The Qiongdongnan Basin is a Cenozoic extensional basin in the northern part of the South China Sea, controlled by the interaction of regional tectonics such as the South China Sea spreading, the Pacific Plate and the Indo-Chinese Massif rotation. It is divided into primary tectonic units such as the Northern sag, the Central Uplift, the Central sag and the Southern Uplift, and secondary tectonic units such as the Yanan sag, the Ledong sag, the Lingshui sag, the Songnan sag, the Baodao sag, the Changchang sag, the Songnan Low Bulge and the Lingnan Low Bulge from north to south (
Fig. 1a). The Songnan-Baodao sag is located in the eastern part of the basin. It is a sag structure with a northern break and a southern superelevation, and is the most strongly tectonically active sag of the Cenozoic
[16⇓-18]. Controlled by three major stages of tectonic evolution: Eocene-Late Oligocene three-act rifting, early Miocene-Mid Miocene regional thermal subsidence and accelerated thermal subsidence since Late Miocene, the sag is characterized by a double-layered structure of lower faulting and upper bending in the longitudinal direction. In the early rifting period, the basin developed a diffuse skip-shaped half graben structure controlled by high-angle fractures of upper crustal brittle extension, which controlled the development of Eocene terrestrial lake basin-filled oil-bearing source rocks at the basin margin; in the middle rifting period, the crustal brittle and ductile differential extension formed a wide and deep fracture feature controlled by low-angle detachment fractures, which controlled the sag boundary and depositional center, and the sedimentary environment was transformed into barrier bay and shallow sea facies.
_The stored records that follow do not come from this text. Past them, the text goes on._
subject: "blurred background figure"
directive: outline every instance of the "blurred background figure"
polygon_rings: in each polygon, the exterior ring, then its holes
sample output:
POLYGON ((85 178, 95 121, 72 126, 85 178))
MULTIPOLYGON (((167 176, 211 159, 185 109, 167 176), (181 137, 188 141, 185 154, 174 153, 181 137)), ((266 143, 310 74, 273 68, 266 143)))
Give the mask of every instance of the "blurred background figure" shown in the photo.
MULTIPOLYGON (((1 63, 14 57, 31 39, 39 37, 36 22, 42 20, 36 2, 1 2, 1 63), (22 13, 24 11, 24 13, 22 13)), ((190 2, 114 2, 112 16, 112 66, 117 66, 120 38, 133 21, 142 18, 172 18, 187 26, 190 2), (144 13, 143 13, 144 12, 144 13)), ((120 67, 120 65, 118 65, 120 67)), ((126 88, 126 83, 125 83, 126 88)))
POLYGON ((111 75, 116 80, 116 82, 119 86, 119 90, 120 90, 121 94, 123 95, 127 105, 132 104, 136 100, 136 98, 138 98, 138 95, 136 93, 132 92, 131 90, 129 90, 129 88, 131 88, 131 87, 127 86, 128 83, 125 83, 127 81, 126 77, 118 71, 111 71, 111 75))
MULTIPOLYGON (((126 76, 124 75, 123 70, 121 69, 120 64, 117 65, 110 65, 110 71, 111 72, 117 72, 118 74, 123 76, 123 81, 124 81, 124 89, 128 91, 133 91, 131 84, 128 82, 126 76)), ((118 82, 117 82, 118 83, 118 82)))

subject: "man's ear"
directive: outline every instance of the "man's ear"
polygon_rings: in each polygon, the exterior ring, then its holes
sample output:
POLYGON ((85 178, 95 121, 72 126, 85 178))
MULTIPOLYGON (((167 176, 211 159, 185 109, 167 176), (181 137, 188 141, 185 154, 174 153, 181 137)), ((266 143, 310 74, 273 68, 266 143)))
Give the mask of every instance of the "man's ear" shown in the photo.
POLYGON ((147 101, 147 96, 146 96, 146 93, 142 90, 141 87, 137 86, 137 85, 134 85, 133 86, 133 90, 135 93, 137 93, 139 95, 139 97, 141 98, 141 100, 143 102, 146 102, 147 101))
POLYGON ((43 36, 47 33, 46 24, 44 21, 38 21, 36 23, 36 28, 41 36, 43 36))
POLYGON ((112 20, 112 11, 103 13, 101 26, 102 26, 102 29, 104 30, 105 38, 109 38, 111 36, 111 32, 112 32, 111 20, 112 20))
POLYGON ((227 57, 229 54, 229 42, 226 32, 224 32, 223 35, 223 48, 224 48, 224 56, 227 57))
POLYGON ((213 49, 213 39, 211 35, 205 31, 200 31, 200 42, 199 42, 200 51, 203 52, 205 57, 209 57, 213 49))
Two sets of confirmed main hydrocarbon source rocks were developed, which were marine terrestrial transitional facies III terrestrial high abundance organic matter and marine facies II
2 marine sapropelic organic matter. In the late rifting stage, the basin was evolving in the break-arrest basin, with coastal and shallow marine phases dominating, and large braided river deltas or (fan) deltas were developed at the edge of the sags, which can be used as good reservoirs; Since Miocene, the basin has entered a depression stage, which is a post fracture thermal subsidence period and an accelerated subsidence period, and mainly depositing semi-deep-sea and deep-sea marine facies mudstone (
Fig. 1b)
[19⇓⇓⇓⇓-24]. Through years of exploration, several reservoir-forming assemblages have been discovered, including the Mesozoic Subduction Mountains, the delta-submarine fan of the Paleozoic Yacheng Formation-Lingshui Formation (fan), and the submarine fan of the Miocene Sanya Formation-Meishan Formation
[25⇓-27]. However, the scale of the discovered gas reservoirs is small, the gas components are highly variable, and no breakthrough in exploration scale has been obtained. In the northern slope area, the hydrocarbon content of the Paleocene Lingshui Formation in the B gas-bearing structure ranges from 12.0% to 79.2%, mostly below 50%, with dry components and dry coefficients of 0.9-1.0; the hydrocarbon gas content of the Middle Neogene Sanya Formation in the BD31 and ST36 gas-bearing structures found in the sag zone ranges from 96.6% to 98.7%, with wet components and dry coefficients of 0.87-0.91. The Fault depression - fault depression transition period formed by the North-East and North-East-East series of faults added during the conversion period respectively did not attract much attention from researchers in the early exploration of the Songnan-Baodao sag
[15], with the application of new 3D seismic and re-recognition of the drilled well data in recent years, the fracture transition zone has also attracted the attention of exploration researchers
[16]. In the north of Songnan-Baodao sag, many NE trending faults control the formation of transition fault terrace belts, which play an important role in controlling hydrocarbon accumulation.